No, the retail giant hasn't branched to solar panels or wind turbines.
Instead, Walmart took advantage of a provision in Oregon's Business Energy Tax Credit that allows third parties with no ties to the green power industry to buy the credits at a discount and reduce their state income tax bills.
State records show Walmart paid $22.6 million in cash last year for the right to claim $33.6 million in energy tax credits. The cash went to seven projects, including two eastern Oregon wind farms and SolarWorld's manufacturing plant in Hillsboro. In return, Walmart profits $11 million on the deal because that's the difference between what it paid for the tax credit and the amount of its tax reduction.
The loser in the transaction is Oregon's general fund -- which pays for public schools, prisons and health care programs -- because the state is out the full $33.6 million in tax revenues.
Walmart isn't alone. An analysis by The Oregonian shows Costco and U.S. Bank, which also rank among the nation's top 200 wealthiest businesses, have made millions by buying up energy tax credits to cut their Oregon tax bills. Dozens of other companies and hundreds of individual Oregon taxpayers also have cut their tax bills by buying up the tax credits
The practice, known as "pass-through," has become a popular, nearly risk-free way for profitable corporations and high wage-earners to avoid paying taxes in Oregon. But it also has become one more target for critics of the green energy subsidies, which spend state tax dollars to attract low-carbon industry and jobs to Oregon.
"It's so convoluted," says Eric Fruits, an adjunct economics professor at Portland State University who has studied Oregon's energy incentives. "You've got all these dollars swirling around. Everyone is trying to grab them as fast as they can."
The pass-through option "turns what would otherwise be an incentive to make energy investments into a windfall that may not have anything to do with energy," Fruits says.
Program under fire
For years, Oregon has subsidized renewable energy and energy conservation projects by granting tax credits, which can be used as a dollar-for-dollar reduction on state income tax bills. The pass-through practice was put in place in 2001 as a way to allow government agencies and nonprofit organizations to take advantage of the subsidies. Since those groups don't pay state taxes, the credits are worthless unless they can be sold to a third party.
The ability to sell the credits also allowed start-up companies with no Oregon tax liability to leverage upfront cash for their green energy projects.
The tax credits, known as BETC, or "Betsy," have come under increasing fire this year because the cost to taxpayers skyrocketed. It went from about $10 million in 2007 to an estimated $167 million in the 2009-11 biennium at the same time the economic recession hammered other areas of the state budget.

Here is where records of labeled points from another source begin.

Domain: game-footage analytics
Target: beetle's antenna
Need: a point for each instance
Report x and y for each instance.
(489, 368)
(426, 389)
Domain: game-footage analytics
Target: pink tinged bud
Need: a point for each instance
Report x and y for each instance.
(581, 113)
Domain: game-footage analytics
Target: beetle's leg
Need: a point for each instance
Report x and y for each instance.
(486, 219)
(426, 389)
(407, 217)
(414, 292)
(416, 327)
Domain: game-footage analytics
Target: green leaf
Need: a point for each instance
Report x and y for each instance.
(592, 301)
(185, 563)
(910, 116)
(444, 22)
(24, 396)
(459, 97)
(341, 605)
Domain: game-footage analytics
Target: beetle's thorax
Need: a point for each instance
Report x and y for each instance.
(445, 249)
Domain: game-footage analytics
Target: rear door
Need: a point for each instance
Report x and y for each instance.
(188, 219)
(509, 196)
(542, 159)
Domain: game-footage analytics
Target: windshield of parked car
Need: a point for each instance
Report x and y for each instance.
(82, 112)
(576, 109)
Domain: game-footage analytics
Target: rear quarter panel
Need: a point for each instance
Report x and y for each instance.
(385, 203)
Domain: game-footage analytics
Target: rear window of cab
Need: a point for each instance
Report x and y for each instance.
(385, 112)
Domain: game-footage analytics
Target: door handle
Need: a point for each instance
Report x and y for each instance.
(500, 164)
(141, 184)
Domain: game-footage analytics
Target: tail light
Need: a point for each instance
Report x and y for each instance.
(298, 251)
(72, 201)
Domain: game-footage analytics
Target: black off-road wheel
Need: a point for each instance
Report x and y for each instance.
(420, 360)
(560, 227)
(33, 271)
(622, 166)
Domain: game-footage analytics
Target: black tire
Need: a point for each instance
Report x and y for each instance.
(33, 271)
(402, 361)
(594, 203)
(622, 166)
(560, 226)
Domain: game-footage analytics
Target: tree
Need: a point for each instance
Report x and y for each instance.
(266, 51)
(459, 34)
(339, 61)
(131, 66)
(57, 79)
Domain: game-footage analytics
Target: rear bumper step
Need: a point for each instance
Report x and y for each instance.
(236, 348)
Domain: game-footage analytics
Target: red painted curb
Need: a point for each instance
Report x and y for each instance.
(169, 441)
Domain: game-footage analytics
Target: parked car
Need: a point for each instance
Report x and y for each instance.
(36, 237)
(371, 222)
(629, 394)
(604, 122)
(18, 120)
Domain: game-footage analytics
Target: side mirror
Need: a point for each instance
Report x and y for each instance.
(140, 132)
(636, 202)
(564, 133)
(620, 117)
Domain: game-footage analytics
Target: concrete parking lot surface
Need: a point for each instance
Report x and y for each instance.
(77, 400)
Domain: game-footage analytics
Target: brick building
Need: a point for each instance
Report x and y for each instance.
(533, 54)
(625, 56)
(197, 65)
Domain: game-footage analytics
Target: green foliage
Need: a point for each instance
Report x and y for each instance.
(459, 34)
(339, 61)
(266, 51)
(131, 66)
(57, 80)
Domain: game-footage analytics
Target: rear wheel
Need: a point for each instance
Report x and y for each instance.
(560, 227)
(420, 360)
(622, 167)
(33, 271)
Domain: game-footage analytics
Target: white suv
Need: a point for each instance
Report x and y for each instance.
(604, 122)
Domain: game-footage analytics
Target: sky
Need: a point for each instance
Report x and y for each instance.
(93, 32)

A previous investigation by the newspaper showed state officials intentionally downplayed the estimated cost of the program before the 2007 Legislature voted for substantial increases to the maximum subsidies. The newspaper's latest analysis also found:
Walmart, Costco and U.S. Bank, which top the list of energy credit buyers, shelled out a combined $67 million to avoid paying $97 million in Oregon income taxes.
Walmart and others are making money on projects that were closed, went belly up or never produced the energy or energy savings they initially claimed.
Out-of-state corporations and others looking for tax breaks are claiming an increasing share of the money that is supposed to pay for clean energy and conservation…
Inserted from <The Oregonian>
I wish I could claim to be planning to boycott WalFart over this, but I have already been boycotting them for over ten years, because of the way my tax dollars pay for food stamps for their underpaid employees and because they have done more to drive US manufacturing overseas than any other entity.
I hope that Oregon will continue BETC, with added safeguards to prevent exploitation by corporate profit-mongers so unethical that they would fleece their own grandmothers for a nickel.